Arguably the highest level of drama comes from the relationship between Epps and his slave Patsey (Lupita Nyong'o). Though married, Epps uses his position to repeatedly rape Patsey – much to the dismay of his wife (Sarah Paulson). This leads to multiple conflicts, some of which involve Solomon.
At times, Slave feels like it’s mainly about Patsey – and that might not have been a bad thing. She comes with a more obvious dramatic tale than Solomon – at least on a day-to-day basis. In theory, the concept of a free man sold into slavery seems highly intriguing, but as I mentioned, the actual events don’t present much meat in terms of Solomon’s particular arc.
I suspect that’s why it relies so heavily on the events that surround Solomon: since it can’t take too many liberties with his actual story, it needs to find drama elsewhere, and Patsey becomes the most obvious party. She gets into the viewer’s heart more powerfully than does Solomon, partly because she comes with an unknown fate; while we’re keenly aware that Solomon will eventually go free, we have no clue if Patsey will live or die, stay a slave or gain freedom.
Even within Patsey’s story, though, I think Slave lacks in real character/narrative development. The Passion of the Christ comes to mind as the film most analagous with Slave, largely due to their emphasis on brutality. While neither offers truly unrelenting violence, those elements dominate.
I understand the choice to do this in both cases. Slave doesn’t want to sugarcoat slave live, so it pours on the whippings, beatings and other forms of abuse, both emotional and physical. As with Passion, I think this emphasis backfires.
At times Slave feels like nothing more than 134 minutes of brutality – and 134 minutes of brutality in search of a story. Slave comes with a much broader narrative than Passion - the Mel Gibson film really did little more than catalog Jesus’s last moments – but it still feels like it exists to depict pain and suffering first, with character/story in the background.
Obviously slavery was a horrible institution; even without the violence, it would’ve been an abomination, but the severe cruelty and degradation make it worse. Those elements need to be a component here if Slave wants to tell an accurate tale.
But I don’t think it requires the severity on display, and the nearly unrelenting brutality threatens to alienate the viewer. Violence presents greater emotional impact if used sparingly; while I get the point of the movie’s heavy level of savagery, I don’t think it serves the narrative in the end.

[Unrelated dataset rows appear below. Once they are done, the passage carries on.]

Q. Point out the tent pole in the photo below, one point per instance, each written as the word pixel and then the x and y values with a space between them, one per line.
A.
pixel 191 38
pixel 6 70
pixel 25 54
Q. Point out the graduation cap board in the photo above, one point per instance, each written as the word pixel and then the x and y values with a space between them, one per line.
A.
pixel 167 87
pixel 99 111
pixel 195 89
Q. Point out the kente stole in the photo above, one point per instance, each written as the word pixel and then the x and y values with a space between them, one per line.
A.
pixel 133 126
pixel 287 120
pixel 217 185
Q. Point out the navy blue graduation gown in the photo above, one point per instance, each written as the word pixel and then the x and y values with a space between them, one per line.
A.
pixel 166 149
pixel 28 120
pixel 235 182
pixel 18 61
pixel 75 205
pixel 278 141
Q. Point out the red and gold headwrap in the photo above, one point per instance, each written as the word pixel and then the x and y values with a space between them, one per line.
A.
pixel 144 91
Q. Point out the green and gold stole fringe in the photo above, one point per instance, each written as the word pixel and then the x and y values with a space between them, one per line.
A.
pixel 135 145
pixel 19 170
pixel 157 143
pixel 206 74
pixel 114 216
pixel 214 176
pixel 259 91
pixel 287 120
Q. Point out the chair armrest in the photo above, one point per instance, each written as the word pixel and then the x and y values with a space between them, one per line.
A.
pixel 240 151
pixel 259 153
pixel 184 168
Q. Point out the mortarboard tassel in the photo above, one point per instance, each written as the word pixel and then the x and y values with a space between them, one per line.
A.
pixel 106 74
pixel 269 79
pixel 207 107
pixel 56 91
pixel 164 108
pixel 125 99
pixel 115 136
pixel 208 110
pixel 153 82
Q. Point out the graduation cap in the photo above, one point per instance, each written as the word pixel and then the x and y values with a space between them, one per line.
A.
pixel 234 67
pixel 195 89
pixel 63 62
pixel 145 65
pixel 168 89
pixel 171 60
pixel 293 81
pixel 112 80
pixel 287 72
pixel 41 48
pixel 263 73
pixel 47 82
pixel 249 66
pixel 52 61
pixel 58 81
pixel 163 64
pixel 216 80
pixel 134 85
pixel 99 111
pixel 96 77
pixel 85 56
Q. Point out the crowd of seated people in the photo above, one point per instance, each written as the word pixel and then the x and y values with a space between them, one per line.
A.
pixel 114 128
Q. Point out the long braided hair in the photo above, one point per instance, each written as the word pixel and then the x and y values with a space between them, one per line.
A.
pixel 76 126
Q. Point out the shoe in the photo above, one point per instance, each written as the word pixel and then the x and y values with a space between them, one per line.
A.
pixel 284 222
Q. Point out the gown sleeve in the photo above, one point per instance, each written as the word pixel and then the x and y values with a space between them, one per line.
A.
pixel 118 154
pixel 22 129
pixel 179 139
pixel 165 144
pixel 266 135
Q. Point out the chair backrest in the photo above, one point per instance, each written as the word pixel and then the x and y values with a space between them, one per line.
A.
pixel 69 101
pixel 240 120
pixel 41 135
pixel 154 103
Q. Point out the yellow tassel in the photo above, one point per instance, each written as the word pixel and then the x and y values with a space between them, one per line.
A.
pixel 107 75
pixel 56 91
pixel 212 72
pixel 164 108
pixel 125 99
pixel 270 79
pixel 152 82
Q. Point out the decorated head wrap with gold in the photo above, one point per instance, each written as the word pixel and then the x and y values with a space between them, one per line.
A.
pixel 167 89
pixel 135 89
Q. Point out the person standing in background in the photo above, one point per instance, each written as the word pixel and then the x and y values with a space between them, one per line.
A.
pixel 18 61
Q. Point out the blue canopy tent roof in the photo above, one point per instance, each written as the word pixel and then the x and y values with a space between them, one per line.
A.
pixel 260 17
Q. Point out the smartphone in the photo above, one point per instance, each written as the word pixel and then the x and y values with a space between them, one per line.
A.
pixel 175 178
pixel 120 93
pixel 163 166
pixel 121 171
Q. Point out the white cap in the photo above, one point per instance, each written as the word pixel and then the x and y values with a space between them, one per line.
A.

Unlike Roots, which managed an appropriate balance. Though made for 1970s TV, the epic mini-series clearly conveyed the misery and pain of slavery; for instance, the scene in which Kunta Kinte gets his foot amputated haunted me for years. But Roots also told a broader tale and involved us in the characters.
Because Roots addressed slave life so well, does that mean no one else should touch the subject? Of course not, and I think 12 Years a Slave comes with a valuable story. However, I feel it tells the tale in an off-putting manner that blunts much of its natural impact. Slave has powerful moments but so overwhelms us with its brutality that it loses a lot of its natural human drama.